I say “we.” That is correct. The owners insisted on “sitting in” on everything, so that each decision was a compromise, instead of being the best judgment of the one they had hired to make that picture for them.
When we came to taking the first scenes we made a discovery.
Our hero was a sissy.
He looked like a regular fellow—we had every reason to suppose he was at least as much of a regular fellow as most actors can be. But he threw a baseball the way a girl does.
He couldn’t even throw a custard pie. Luckily we didn’t want him to. But we did want him to look and act like a man’s man, and mostly it was mighty hard for him.
He had fifteen or twenty different suits, but no sign of a tennis-racket, or baseball glove, or golf-stick.
He couldn’t drive an automobile. But he was supposed to be a wonderful actor—just the man to play a hero!

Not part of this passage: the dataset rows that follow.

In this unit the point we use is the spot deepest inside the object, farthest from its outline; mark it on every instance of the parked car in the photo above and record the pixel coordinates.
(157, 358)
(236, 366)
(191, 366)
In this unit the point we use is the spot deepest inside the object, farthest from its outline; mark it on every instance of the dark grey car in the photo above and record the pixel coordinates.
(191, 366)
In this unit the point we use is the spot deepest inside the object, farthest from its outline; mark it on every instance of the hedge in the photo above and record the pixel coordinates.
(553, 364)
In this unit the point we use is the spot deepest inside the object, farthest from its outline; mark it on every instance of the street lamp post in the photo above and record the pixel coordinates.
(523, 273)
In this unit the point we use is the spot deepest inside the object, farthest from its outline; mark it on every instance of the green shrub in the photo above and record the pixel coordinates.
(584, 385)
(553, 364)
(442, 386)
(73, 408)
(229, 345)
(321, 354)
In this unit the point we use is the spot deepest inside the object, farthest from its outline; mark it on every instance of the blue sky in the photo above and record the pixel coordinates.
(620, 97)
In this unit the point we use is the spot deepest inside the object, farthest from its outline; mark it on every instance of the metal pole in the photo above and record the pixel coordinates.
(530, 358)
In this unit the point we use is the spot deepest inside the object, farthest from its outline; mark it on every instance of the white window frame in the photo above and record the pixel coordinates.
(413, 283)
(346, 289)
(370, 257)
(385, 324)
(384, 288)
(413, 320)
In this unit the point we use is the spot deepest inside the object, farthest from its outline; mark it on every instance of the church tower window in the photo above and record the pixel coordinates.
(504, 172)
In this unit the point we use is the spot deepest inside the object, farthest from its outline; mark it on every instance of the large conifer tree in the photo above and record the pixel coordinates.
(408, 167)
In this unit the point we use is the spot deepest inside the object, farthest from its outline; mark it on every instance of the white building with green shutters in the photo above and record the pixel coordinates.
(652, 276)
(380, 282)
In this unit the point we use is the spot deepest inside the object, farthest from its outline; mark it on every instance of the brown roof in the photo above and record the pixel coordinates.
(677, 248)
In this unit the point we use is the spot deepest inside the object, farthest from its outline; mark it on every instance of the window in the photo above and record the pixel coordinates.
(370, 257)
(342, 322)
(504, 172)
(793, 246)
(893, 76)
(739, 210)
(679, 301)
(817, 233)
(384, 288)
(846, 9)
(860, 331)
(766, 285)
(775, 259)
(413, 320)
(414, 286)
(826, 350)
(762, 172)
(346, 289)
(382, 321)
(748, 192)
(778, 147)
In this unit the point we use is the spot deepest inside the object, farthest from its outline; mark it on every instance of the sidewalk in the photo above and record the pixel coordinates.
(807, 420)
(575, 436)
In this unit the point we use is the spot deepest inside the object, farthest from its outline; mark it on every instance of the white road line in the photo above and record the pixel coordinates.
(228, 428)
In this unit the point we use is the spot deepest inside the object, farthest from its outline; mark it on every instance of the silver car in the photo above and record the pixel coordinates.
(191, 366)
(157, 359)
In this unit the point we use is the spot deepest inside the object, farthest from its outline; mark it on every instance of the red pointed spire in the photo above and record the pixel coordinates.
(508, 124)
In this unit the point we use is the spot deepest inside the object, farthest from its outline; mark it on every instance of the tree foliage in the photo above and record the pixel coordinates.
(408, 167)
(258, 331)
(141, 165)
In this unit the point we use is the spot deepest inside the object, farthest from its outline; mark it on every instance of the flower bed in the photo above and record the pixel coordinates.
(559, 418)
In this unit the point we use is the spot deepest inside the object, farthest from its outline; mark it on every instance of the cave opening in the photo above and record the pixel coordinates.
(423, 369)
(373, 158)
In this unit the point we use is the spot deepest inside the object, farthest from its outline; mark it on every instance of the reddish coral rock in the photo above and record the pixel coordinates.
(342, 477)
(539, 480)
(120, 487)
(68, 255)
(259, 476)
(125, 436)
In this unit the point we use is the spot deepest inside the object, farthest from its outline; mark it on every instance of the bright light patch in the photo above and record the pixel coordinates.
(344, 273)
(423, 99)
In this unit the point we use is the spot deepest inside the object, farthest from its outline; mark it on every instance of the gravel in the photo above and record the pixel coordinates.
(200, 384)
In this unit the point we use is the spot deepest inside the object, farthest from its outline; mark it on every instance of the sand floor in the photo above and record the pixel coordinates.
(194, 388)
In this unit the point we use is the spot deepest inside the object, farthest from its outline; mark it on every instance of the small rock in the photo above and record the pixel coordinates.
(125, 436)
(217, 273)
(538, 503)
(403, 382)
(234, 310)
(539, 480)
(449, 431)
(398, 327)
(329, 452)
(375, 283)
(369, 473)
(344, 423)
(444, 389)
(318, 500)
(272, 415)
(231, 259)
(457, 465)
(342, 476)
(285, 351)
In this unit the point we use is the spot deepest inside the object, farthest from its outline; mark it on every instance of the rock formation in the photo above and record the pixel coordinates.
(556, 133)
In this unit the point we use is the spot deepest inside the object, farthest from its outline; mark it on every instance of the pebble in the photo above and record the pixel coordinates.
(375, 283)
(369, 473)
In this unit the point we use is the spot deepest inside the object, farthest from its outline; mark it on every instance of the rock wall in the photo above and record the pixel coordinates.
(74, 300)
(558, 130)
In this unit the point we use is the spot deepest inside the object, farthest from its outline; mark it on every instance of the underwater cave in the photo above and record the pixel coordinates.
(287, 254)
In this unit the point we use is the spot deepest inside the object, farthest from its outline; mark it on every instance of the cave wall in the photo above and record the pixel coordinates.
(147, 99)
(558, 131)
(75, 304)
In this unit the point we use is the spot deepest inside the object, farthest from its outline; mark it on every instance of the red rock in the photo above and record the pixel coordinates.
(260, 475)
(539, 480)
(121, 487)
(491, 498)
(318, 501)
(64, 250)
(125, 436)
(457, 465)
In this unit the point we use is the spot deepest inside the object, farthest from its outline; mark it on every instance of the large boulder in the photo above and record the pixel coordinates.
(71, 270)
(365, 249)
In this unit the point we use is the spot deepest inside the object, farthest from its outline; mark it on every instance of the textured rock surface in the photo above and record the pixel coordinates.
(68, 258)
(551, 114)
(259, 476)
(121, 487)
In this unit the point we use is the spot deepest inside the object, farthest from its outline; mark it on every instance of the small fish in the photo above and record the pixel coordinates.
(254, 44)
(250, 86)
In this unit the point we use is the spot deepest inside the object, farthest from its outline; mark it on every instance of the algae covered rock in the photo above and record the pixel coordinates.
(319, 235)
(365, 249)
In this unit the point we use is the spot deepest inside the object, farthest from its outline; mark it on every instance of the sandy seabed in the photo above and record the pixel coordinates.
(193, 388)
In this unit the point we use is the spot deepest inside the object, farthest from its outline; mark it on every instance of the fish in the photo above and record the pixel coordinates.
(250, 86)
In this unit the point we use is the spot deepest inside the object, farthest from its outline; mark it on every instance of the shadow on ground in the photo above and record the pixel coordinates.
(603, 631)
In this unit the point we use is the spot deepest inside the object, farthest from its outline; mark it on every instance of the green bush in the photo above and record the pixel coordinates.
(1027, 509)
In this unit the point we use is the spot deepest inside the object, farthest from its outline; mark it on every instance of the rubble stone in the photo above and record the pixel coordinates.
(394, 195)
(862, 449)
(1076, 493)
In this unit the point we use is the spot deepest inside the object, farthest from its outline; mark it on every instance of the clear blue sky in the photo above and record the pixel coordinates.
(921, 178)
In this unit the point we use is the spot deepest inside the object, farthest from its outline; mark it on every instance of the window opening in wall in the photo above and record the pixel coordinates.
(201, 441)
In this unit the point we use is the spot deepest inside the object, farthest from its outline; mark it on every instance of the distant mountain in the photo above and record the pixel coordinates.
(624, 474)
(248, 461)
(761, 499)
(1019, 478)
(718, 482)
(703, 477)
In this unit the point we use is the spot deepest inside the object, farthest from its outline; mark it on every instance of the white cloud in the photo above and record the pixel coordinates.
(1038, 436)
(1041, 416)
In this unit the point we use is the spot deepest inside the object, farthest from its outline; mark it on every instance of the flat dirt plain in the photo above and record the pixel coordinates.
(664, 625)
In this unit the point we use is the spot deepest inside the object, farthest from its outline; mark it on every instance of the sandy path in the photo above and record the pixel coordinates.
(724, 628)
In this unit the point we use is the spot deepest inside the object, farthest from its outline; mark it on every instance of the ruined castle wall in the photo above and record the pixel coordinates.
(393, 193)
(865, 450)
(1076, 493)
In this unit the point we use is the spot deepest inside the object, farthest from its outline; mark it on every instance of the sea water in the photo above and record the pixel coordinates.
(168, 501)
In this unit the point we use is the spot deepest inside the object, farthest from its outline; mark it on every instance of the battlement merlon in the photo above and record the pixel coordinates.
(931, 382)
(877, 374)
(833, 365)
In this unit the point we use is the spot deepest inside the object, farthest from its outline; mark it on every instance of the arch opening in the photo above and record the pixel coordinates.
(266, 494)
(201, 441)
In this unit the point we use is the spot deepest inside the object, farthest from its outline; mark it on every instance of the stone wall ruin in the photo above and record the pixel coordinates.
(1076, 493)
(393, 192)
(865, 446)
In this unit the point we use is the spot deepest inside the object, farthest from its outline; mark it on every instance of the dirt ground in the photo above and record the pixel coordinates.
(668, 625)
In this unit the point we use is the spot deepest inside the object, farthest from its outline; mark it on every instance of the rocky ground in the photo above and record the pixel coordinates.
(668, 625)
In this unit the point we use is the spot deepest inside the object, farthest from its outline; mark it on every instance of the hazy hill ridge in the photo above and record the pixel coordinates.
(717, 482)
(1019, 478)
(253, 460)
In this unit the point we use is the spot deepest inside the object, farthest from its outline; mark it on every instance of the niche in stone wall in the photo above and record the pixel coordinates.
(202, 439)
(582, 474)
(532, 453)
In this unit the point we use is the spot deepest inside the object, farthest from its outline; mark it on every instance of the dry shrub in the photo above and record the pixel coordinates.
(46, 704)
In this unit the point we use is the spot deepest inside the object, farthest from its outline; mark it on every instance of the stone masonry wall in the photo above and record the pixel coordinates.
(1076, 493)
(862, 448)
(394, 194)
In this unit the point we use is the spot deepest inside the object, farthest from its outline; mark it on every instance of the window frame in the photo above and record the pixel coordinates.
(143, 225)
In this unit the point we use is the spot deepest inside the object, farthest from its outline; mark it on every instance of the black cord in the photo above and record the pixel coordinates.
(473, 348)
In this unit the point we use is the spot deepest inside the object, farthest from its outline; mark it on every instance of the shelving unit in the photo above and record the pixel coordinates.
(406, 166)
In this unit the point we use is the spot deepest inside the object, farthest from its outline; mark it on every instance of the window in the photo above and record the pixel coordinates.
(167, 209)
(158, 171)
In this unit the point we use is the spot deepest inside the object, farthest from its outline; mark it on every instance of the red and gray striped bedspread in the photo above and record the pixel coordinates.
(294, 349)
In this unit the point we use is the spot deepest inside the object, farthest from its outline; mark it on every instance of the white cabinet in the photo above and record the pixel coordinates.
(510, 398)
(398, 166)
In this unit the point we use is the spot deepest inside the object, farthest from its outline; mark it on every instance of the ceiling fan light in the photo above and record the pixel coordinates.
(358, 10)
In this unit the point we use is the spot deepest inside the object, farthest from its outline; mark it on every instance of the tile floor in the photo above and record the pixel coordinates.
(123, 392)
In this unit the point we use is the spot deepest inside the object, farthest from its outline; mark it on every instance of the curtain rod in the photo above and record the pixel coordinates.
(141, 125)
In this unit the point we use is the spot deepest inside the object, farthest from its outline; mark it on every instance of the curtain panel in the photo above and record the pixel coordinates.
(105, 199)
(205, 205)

Then, along came the property man.
You will remember that a chain is no stronger than its weakest link. A motion picture, that is made by the combined efforts of a whole group of people, all pulling together, is much the same way. If any one of the group, on whom some particular duty depends, is ignorant, or inexperienced, or lazy, or pig-headed, the defects of his work will mar the finished film.
If the actors can’t act well, the picture will be laughed at; if the camera man is poor, the photography will be poor, and so on.